In its review of “That Peter Crouch Film”, The Guardian wondered if Bruce was the “villain of the piece.”
“[A] Hyper-competitive dad who, it transpires, was one of those parents who gets into fights on the touchline of kids’ games.” The only reason there was the odd confrontation was when it got nasty over his son’s appearance or claims he was not the age he said he was.
Indeed, for Bruce himself it was simply a question of trying to help his son fulfil a dream. “If he had gaps in his armoury,” he tells Telegraph Sport. “I knew I could help.”
We have known each other a long time, from the days when Bruce was the only parent of an England player travelling to games who would share his views on the football journalism of the day – complimentary or otherwise. His part in Peter’s success is undeniable, as Peter himself has acknowledged. “I thank my dad every day for what he did for me,” Crouch junior said in an interview with The Athletic.

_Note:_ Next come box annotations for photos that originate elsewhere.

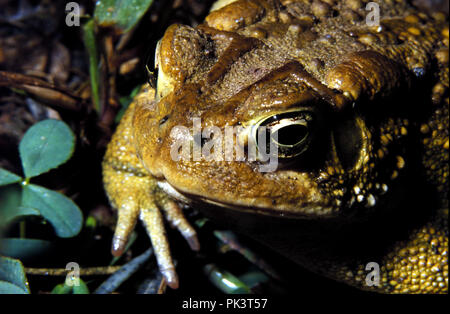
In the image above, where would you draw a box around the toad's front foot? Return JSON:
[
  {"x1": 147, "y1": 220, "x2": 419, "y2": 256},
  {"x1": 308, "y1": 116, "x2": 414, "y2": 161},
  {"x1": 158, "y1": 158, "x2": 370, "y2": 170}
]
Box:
[{"x1": 108, "y1": 174, "x2": 200, "y2": 289}]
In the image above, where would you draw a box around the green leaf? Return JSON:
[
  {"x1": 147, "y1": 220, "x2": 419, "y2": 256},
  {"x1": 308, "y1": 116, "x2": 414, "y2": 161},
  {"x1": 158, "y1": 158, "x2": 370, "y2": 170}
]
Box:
[
  {"x1": 51, "y1": 283, "x2": 73, "y2": 294},
  {"x1": 51, "y1": 278, "x2": 89, "y2": 294},
  {"x1": 0, "y1": 280, "x2": 28, "y2": 294},
  {"x1": 94, "y1": 0, "x2": 153, "y2": 32},
  {"x1": 83, "y1": 19, "x2": 100, "y2": 112},
  {"x1": 0, "y1": 168, "x2": 22, "y2": 186},
  {"x1": 204, "y1": 264, "x2": 250, "y2": 294},
  {"x1": 0, "y1": 185, "x2": 40, "y2": 229},
  {"x1": 0, "y1": 256, "x2": 30, "y2": 293},
  {"x1": 72, "y1": 278, "x2": 89, "y2": 294},
  {"x1": 0, "y1": 238, "x2": 52, "y2": 261},
  {"x1": 22, "y1": 184, "x2": 83, "y2": 238},
  {"x1": 19, "y1": 119, "x2": 75, "y2": 178}
]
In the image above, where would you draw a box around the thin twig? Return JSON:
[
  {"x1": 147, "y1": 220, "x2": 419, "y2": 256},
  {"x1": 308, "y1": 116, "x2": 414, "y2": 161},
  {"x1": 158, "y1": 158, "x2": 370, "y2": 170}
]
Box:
[{"x1": 25, "y1": 266, "x2": 122, "y2": 276}]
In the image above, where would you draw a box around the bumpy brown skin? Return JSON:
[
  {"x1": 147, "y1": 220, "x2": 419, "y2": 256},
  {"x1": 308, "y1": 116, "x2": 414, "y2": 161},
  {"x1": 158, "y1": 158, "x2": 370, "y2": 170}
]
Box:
[{"x1": 103, "y1": 0, "x2": 449, "y2": 293}]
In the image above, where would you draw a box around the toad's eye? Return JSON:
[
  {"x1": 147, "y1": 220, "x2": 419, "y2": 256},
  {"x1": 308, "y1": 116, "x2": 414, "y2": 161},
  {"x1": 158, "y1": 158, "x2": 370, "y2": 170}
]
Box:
[{"x1": 252, "y1": 111, "x2": 314, "y2": 158}]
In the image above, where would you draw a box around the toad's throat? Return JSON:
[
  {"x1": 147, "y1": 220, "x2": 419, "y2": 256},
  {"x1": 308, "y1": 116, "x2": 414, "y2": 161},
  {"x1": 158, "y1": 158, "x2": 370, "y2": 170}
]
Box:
[{"x1": 158, "y1": 180, "x2": 335, "y2": 219}]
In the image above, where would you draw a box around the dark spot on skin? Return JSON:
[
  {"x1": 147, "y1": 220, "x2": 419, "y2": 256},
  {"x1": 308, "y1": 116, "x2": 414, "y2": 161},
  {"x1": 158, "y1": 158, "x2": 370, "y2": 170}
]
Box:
[
  {"x1": 159, "y1": 115, "x2": 169, "y2": 126},
  {"x1": 413, "y1": 67, "x2": 426, "y2": 78}
]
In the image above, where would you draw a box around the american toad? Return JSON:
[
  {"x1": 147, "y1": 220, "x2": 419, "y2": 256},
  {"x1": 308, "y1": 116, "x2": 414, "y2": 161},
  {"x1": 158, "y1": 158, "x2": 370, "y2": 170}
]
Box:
[{"x1": 103, "y1": 0, "x2": 449, "y2": 293}]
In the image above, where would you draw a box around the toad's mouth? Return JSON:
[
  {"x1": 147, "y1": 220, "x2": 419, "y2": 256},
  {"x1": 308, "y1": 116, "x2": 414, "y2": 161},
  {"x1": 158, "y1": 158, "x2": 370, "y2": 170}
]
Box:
[{"x1": 158, "y1": 180, "x2": 335, "y2": 219}]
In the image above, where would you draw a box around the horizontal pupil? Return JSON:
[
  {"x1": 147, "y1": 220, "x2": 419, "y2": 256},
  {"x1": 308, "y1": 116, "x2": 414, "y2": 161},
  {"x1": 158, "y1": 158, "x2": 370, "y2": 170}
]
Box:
[{"x1": 276, "y1": 124, "x2": 308, "y2": 146}]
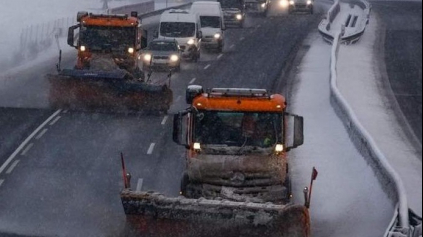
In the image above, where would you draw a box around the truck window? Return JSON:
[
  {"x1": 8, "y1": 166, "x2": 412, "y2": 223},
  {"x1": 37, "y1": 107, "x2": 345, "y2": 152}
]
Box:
[
  {"x1": 194, "y1": 111, "x2": 282, "y2": 148},
  {"x1": 200, "y1": 16, "x2": 222, "y2": 28},
  {"x1": 160, "y1": 22, "x2": 195, "y2": 38}
]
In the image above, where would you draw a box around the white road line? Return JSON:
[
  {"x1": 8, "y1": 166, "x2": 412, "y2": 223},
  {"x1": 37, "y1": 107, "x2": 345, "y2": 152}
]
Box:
[
  {"x1": 0, "y1": 110, "x2": 62, "y2": 174},
  {"x1": 147, "y1": 143, "x2": 156, "y2": 155},
  {"x1": 50, "y1": 116, "x2": 62, "y2": 126},
  {"x1": 35, "y1": 128, "x2": 48, "y2": 140},
  {"x1": 6, "y1": 160, "x2": 20, "y2": 174},
  {"x1": 136, "y1": 179, "x2": 144, "y2": 193},
  {"x1": 162, "y1": 116, "x2": 169, "y2": 125},
  {"x1": 21, "y1": 143, "x2": 34, "y2": 156}
]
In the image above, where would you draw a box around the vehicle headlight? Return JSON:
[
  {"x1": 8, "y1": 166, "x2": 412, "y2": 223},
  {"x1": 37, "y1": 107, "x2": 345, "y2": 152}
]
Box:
[
  {"x1": 275, "y1": 144, "x2": 285, "y2": 153},
  {"x1": 144, "y1": 54, "x2": 153, "y2": 62},
  {"x1": 170, "y1": 55, "x2": 179, "y2": 62}
]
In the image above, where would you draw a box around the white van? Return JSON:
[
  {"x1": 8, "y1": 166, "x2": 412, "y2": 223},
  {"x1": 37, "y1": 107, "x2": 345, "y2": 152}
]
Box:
[
  {"x1": 157, "y1": 9, "x2": 203, "y2": 62},
  {"x1": 191, "y1": 1, "x2": 226, "y2": 52}
]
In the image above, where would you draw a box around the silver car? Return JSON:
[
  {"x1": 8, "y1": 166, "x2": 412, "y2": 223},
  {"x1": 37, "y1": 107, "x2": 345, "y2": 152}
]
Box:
[{"x1": 141, "y1": 39, "x2": 181, "y2": 71}]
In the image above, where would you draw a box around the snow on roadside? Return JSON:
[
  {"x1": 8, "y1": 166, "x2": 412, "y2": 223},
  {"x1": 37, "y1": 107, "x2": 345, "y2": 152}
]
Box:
[
  {"x1": 289, "y1": 34, "x2": 394, "y2": 237},
  {"x1": 338, "y1": 13, "x2": 422, "y2": 216}
]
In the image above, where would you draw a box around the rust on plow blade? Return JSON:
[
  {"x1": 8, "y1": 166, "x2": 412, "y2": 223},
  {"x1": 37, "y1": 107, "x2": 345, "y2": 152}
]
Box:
[
  {"x1": 47, "y1": 70, "x2": 173, "y2": 112},
  {"x1": 121, "y1": 190, "x2": 310, "y2": 237}
]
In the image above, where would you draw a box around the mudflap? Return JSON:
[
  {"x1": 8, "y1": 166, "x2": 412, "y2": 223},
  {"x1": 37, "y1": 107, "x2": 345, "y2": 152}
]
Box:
[
  {"x1": 121, "y1": 190, "x2": 310, "y2": 237},
  {"x1": 47, "y1": 70, "x2": 173, "y2": 113}
]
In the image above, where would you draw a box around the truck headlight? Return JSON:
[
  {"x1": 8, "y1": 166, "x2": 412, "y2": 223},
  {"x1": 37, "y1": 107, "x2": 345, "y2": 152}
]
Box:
[
  {"x1": 170, "y1": 55, "x2": 179, "y2": 62},
  {"x1": 144, "y1": 54, "x2": 153, "y2": 62}
]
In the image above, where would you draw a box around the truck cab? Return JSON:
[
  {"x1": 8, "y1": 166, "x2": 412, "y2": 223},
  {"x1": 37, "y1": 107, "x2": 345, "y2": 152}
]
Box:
[
  {"x1": 218, "y1": 0, "x2": 245, "y2": 28},
  {"x1": 156, "y1": 9, "x2": 203, "y2": 62},
  {"x1": 68, "y1": 12, "x2": 147, "y2": 73},
  {"x1": 191, "y1": 1, "x2": 226, "y2": 53},
  {"x1": 174, "y1": 86, "x2": 303, "y2": 203}
]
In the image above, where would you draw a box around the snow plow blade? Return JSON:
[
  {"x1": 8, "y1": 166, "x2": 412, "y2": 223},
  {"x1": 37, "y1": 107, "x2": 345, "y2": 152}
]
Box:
[
  {"x1": 121, "y1": 190, "x2": 310, "y2": 237},
  {"x1": 47, "y1": 70, "x2": 173, "y2": 112}
]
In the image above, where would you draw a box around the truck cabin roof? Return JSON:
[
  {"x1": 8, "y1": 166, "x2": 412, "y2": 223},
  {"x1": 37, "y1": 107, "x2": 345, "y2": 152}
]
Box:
[{"x1": 193, "y1": 89, "x2": 286, "y2": 113}]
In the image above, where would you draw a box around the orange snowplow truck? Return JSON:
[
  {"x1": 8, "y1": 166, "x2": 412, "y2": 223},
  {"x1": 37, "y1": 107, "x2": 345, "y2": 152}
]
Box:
[
  {"x1": 121, "y1": 86, "x2": 317, "y2": 237},
  {"x1": 47, "y1": 12, "x2": 173, "y2": 112}
]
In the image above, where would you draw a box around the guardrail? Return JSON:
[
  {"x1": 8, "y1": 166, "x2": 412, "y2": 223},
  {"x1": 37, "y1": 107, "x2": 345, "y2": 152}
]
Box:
[
  {"x1": 330, "y1": 30, "x2": 422, "y2": 237},
  {"x1": 319, "y1": 0, "x2": 372, "y2": 44}
]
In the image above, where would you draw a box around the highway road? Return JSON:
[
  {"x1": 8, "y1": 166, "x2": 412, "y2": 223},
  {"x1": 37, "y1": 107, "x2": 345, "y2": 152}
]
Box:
[
  {"x1": 373, "y1": 1, "x2": 422, "y2": 146},
  {"x1": 0, "y1": 0, "x2": 412, "y2": 237}
]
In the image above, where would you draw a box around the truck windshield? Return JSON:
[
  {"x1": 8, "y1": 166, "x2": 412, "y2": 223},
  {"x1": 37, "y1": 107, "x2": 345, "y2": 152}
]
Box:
[
  {"x1": 219, "y1": 0, "x2": 243, "y2": 9},
  {"x1": 160, "y1": 22, "x2": 195, "y2": 38},
  {"x1": 200, "y1": 16, "x2": 221, "y2": 28},
  {"x1": 194, "y1": 111, "x2": 283, "y2": 148},
  {"x1": 80, "y1": 26, "x2": 136, "y2": 51}
]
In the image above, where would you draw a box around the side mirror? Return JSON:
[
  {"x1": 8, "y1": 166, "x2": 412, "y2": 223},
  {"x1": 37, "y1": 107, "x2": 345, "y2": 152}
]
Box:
[
  {"x1": 173, "y1": 111, "x2": 191, "y2": 149},
  {"x1": 286, "y1": 114, "x2": 304, "y2": 151},
  {"x1": 68, "y1": 25, "x2": 79, "y2": 48}
]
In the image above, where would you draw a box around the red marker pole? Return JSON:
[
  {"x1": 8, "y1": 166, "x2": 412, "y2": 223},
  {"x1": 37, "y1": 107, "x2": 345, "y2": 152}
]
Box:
[{"x1": 120, "y1": 153, "x2": 129, "y2": 189}]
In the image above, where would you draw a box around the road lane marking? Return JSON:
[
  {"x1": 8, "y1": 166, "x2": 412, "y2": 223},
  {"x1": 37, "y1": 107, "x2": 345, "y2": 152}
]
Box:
[
  {"x1": 136, "y1": 179, "x2": 144, "y2": 193},
  {"x1": 147, "y1": 143, "x2": 156, "y2": 155},
  {"x1": 50, "y1": 116, "x2": 62, "y2": 126},
  {"x1": 21, "y1": 143, "x2": 34, "y2": 156},
  {"x1": 6, "y1": 160, "x2": 20, "y2": 174},
  {"x1": 0, "y1": 110, "x2": 62, "y2": 174},
  {"x1": 162, "y1": 116, "x2": 169, "y2": 125},
  {"x1": 35, "y1": 128, "x2": 48, "y2": 140}
]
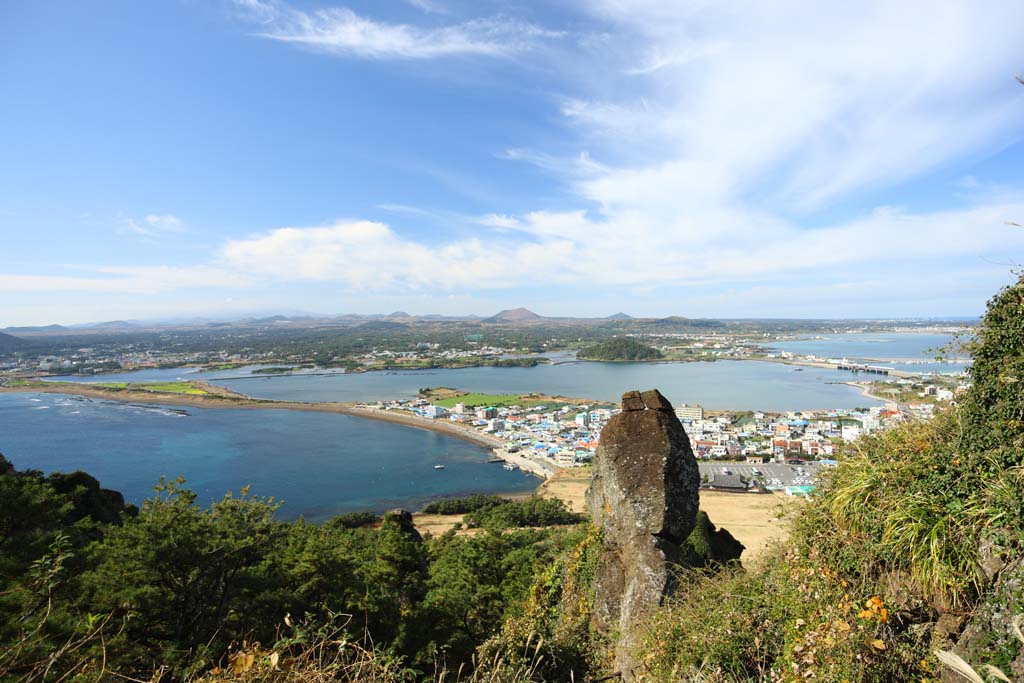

For Bruce, who had a successful career himself as an advertising executive, there is now a second cycle. Three of his grandchildren – his daughter Sarah’s two boys and one girl – are keen footballers and 23 years on since Peter’s professional debut as a 19-year-old at Queens Park Rangers, Bruce finds himself coaching and helping in junior football again.
“With Peter it was hard – thinking, am I being too harsh or am I helping him achieve his dreams?” Bruce says. “You don’t know how hard to push him without affecting the relationship. Am I pushing too hard? Am I being enough of a dad?”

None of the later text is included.